What is a save point?
For the purposes of these series, a save point is a deduplication method to ensure a part of a function only needs to be run once.
The general idea is to allow a consumer to only have to call a certain function once in a set context and reuse the results.
For example, imagine a situation where you need to call a computational expensive function but following calls to other functions could fail:
let myFunction _ =
let expensiveComputationResult = expensiveComputation ()
// If this call fails, or myFunction needs to be called again in the same context.
// You might want to skip recalling expensiveComputation and use the result already returned.
anotherFunction expensiveComputationResultThe idea is inspired by save points in sql, where you can roll back a transaction to a certain point if something fails later.
Why?
There are a few good reasons why:
- A function might be computational expensive and/or take time.

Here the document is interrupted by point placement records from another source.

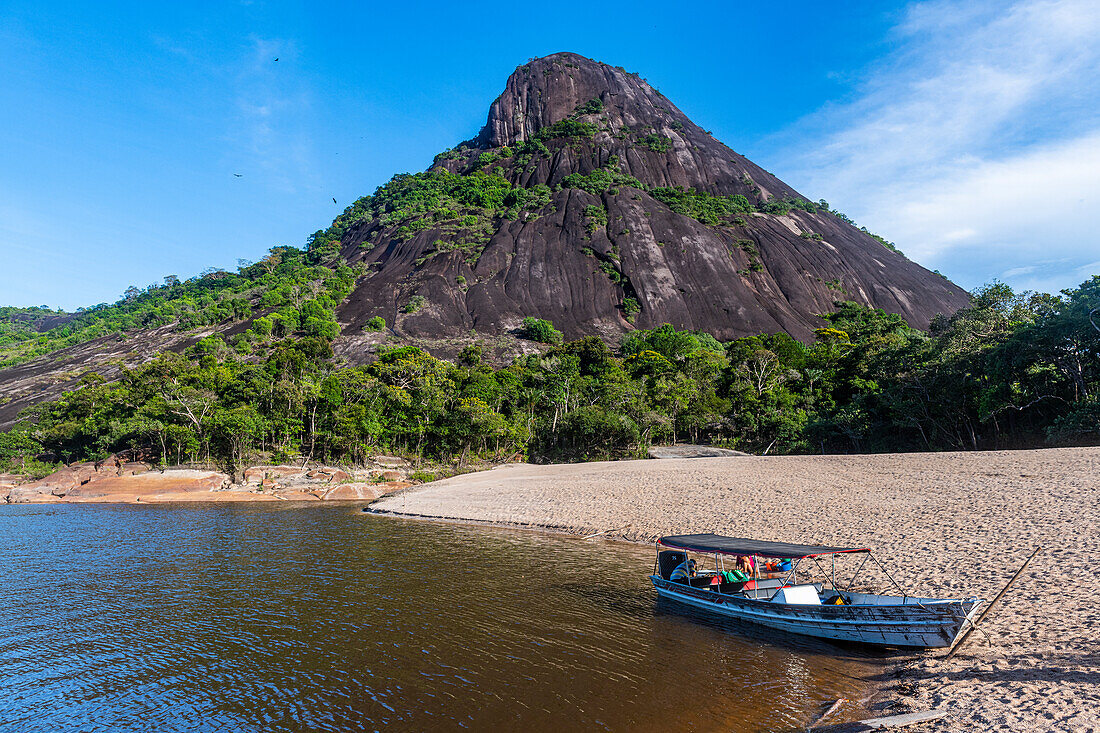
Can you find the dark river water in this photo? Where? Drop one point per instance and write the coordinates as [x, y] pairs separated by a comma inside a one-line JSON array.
[[306, 617]]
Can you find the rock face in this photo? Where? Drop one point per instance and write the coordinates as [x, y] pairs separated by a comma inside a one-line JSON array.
[[112, 480], [692, 451], [580, 258]]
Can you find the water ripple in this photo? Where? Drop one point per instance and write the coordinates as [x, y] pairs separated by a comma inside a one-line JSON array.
[[322, 619]]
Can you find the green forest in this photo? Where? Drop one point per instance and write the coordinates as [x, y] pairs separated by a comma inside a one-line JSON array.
[[1011, 370]]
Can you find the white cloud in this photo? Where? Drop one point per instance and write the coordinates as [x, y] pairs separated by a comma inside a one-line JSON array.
[[976, 145]]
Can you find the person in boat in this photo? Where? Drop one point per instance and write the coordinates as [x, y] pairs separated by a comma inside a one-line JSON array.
[[683, 572]]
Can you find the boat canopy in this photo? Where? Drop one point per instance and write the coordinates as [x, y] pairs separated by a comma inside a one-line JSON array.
[[722, 545]]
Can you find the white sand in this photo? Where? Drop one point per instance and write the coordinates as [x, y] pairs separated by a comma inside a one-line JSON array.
[[953, 524]]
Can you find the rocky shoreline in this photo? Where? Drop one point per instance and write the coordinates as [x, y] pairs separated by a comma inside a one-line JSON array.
[[116, 480]]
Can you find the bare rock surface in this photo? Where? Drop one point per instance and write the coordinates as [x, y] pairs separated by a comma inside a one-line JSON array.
[[364, 491], [177, 481], [766, 273], [692, 451]]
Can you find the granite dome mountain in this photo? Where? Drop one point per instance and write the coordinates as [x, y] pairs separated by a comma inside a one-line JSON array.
[[591, 200], [587, 199]]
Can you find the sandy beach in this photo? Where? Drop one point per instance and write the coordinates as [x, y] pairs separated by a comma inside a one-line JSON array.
[[950, 524]]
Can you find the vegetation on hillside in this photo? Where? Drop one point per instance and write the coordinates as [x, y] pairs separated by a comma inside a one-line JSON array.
[[1010, 370], [284, 292]]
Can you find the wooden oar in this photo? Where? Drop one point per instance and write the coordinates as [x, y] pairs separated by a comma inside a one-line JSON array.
[[992, 603], [832, 709]]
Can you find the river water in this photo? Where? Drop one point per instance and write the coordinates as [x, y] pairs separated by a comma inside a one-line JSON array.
[[320, 617]]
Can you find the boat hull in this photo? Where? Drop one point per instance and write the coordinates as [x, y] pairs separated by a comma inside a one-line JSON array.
[[921, 623]]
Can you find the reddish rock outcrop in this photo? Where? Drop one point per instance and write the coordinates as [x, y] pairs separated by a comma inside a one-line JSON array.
[[149, 484], [363, 491]]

- A (non pure) function might have side effects, like updating a file or database and you don't want to do this twice or more.
- A function might be time sensitive and running it again later could cause data issues.
- You might want to use the same result else where or at a later date.
- Potentially anytime when idempotence matters.
Downsides
The major downside is the added overhead. The result needs to be saved and possibly loaded, for a simple function call this overhead is probably not worth it.
Also, it adds complexity which might not be needed. It is important to weight up the pros and cons to decide if it is worth it.
Alternatives
The best alternative is to either refactor code so either failure are handled gracefully (and retries are possible), or to use an approach like the saga design pattern.
However, I think it is an interesting concept and worth exploring. Even if it ultimately proves to be the wrong approach it is a good way to think more about robust system design.
Idempotence
There as much better explains of idempotence than I can give available, but that is the key concept here. Basically it means any function that can be executed several times without changing the final result beyond its first iteration. There are (nearly) always times where this matters, especially in distributed systems. In these cases the extra overhead and complexity can be an acceptable trade off to make sure everything works as expected.
This is not meant to be a one-stop solution (or "best" way) to create idempotent functions, but one possible way.